El anciano demacrado seguía sentado con las piernas cruzadas. Frente a él flotaba la misma esfera de cristal, con niebla girando en su interior... Solo que las gotas plateadas que se habían condensado en el centro de la niebla eran más numerosas que la última vez.

"¿Han muerto otros dos?"

La luz verde en los ojos del anciano demacrado parpadeaba. "¿Son estas dos personas?"

Como Gran Brujo, los nueve hombres de túnica plateada estaban bajo su control de alma.
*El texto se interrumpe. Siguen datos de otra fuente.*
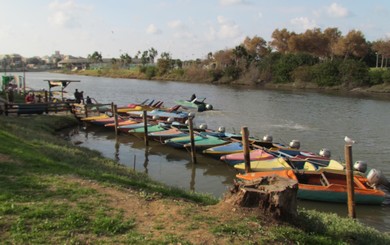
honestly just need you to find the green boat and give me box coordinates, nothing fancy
[164,133,228,150]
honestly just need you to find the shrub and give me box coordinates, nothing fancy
[273,53,318,83]
[339,59,369,87]
[368,69,384,86]
[311,60,342,87]
[145,66,157,79]
[382,69,390,84]
[291,65,312,84]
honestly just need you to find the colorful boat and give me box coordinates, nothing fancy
[149,128,188,142]
[89,116,127,126]
[174,97,212,112]
[117,122,153,132]
[236,169,386,205]
[220,148,275,166]
[203,142,245,158]
[234,157,292,172]
[164,133,228,150]
[128,124,168,136]
[104,118,140,128]
[81,114,110,122]
[183,135,229,150]
[127,109,189,123]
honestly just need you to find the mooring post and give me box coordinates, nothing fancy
[345,144,356,219]
[142,110,149,146]
[188,117,197,164]
[113,104,119,136]
[242,126,251,173]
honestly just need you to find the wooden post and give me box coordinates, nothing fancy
[188,117,197,164]
[345,144,356,219]
[142,110,149,146]
[241,126,251,173]
[113,104,119,135]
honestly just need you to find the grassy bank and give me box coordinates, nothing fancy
[0,115,389,244]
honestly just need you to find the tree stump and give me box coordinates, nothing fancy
[225,175,298,220]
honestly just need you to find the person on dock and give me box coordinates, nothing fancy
[86,96,92,104]
[25,92,35,104]
[74,89,82,103]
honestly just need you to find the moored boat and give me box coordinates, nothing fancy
[220,148,275,166]
[236,169,386,205]
[234,157,292,172]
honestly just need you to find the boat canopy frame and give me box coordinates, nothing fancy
[44,79,80,101]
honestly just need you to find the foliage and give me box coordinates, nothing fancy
[381,69,390,84]
[310,59,342,86]
[145,66,157,79]
[339,59,370,87]
[368,68,385,86]
[87,51,103,63]
[291,65,313,84]
[224,65,241,80]
[273,53,318,83]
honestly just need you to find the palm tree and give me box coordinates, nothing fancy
[87,51,103,63]
[148,47,158,63]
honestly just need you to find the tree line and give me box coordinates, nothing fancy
[87,27,390,87]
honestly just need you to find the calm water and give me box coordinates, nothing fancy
[21,72,390,232]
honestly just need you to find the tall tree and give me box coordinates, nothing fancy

Antes de morir, los dos hombres de túnica plateada habían transmitido las imágenes de Linley y Fain a la mente del Gran Brujo. Aunque el Gran Brujo nunca había visto a Linley y Fain...

Alguien más sí.

"Yale, ¿has visto a estos dos?", el anciano demacrado transmitió directamente las imágenes a la mente de Yale.

Yale, que en ese momento dormía, abrió los ojos de repente.

"Gran Brujo, el de cabello castaño largo es Linley, mi hermano. Y el de cabello corto azulado, lo vi hace más de diez años en casa de mi tercer hermano. Es Fain, el discípulo mayor de la Puerta del Dios de la Guerra", la voz de Yale llegó a la mente del Gran Brujo.